State television broadcast footage showing paramilitary police clearing the debris of a collapsed structure.

Rescue teams and equipment were being rushed to the area, Xinhua said, but noted they could be hampered by the infrastructure damage.

The China Earthquake Administration put the magnitude of the quake at 7.1. It said there was extensive damage to local structures in the area, including cracks in a dam.

The USGS said the quake hit at 7:49 am (2349 GMT Tuesday) and was centred 380 kilometres (240 miles) south-southeast of the city of Golmud, at a depth of 46 kilometres.

A series of aftershocks rattled the area shortly after the quake, with magnitudes of up to 5.8, the USGS reported.

Repeated calls by AFP to local government headquarters, businesses and the local airport in Yushu county, the quake's epicentre, went unanswered.

Chinese media reports said telecommunications with the airport had been lost, and that roads leading to the terminal had been damaged.

Yushu county has a population of about 80,000 people, according to government figures.

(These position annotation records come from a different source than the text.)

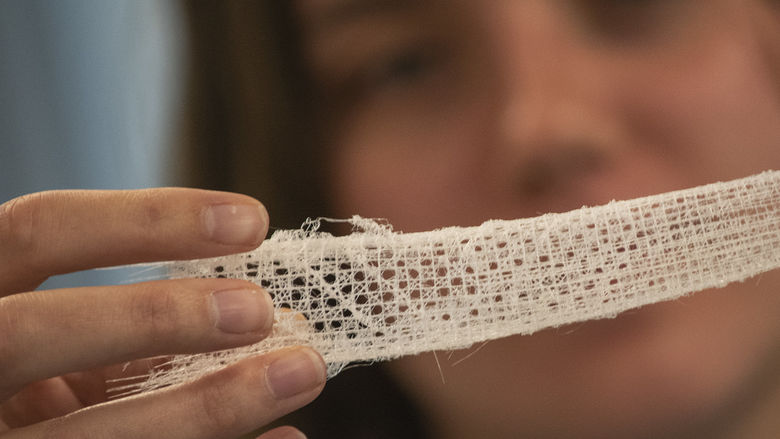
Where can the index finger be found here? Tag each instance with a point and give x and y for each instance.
(59, 232)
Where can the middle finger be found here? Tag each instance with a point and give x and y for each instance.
(49, 333)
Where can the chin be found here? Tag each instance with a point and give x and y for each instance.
(666, 370)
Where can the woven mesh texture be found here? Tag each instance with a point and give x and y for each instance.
(376, 294)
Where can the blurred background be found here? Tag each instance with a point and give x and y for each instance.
(88, 92)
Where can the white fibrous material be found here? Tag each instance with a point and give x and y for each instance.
(377, 294)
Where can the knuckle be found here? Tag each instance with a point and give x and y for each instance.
(9, 339)
(19, 220)
(156, 313)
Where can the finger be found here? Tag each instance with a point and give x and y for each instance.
(228, 403)
(63, 231)
(285, 432)
(49, 333)
(38, 402)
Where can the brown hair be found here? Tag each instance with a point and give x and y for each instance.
(248, 124)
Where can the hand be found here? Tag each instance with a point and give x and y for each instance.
(58, 348)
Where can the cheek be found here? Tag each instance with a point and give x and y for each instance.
(417, 173)
(705, 106)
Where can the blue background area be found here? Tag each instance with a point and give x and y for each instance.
(88, 92)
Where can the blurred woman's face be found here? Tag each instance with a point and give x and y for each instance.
(453, 112)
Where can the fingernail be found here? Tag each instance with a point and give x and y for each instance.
(235, 224)
(240, 311)
(284, 433)
(296, 372)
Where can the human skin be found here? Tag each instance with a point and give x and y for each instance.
(454, 112)
(60, 349)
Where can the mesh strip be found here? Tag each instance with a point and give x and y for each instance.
(376, 294)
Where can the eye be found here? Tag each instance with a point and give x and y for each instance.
(625, 21)
(403, 68)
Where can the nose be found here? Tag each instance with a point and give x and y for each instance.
(553, 126)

"The houses here are almost all made of wood and earthen walls. Some collapsed when the quake happened," Karsum Nyima, deputy director of the news department of Yushu TV, was quoted as saying by Xinhua.

The remote high-altitude region is prone to earthquakes. Home to ethnic Mongolians and Tibetan farmers and herdsmen, the area is dotted with coal, tin, lead and copper mines.

A 6.2-magnitude quake rattled Golmud in August last year, triggering landslides and the collapse of about 30 homes, but there were no reports of casualties.

A massive 8.0-magnitude quake in May 2008 in neighbouring Sichuan province devastated a huge area of southwestern China, leaving at least 87,000 people dead or missing.

The civil affairs ministry was to send 5,000 tents, 50,000 cotton coats and 50,000 quilts to the quake-hit region, Xinhua reported.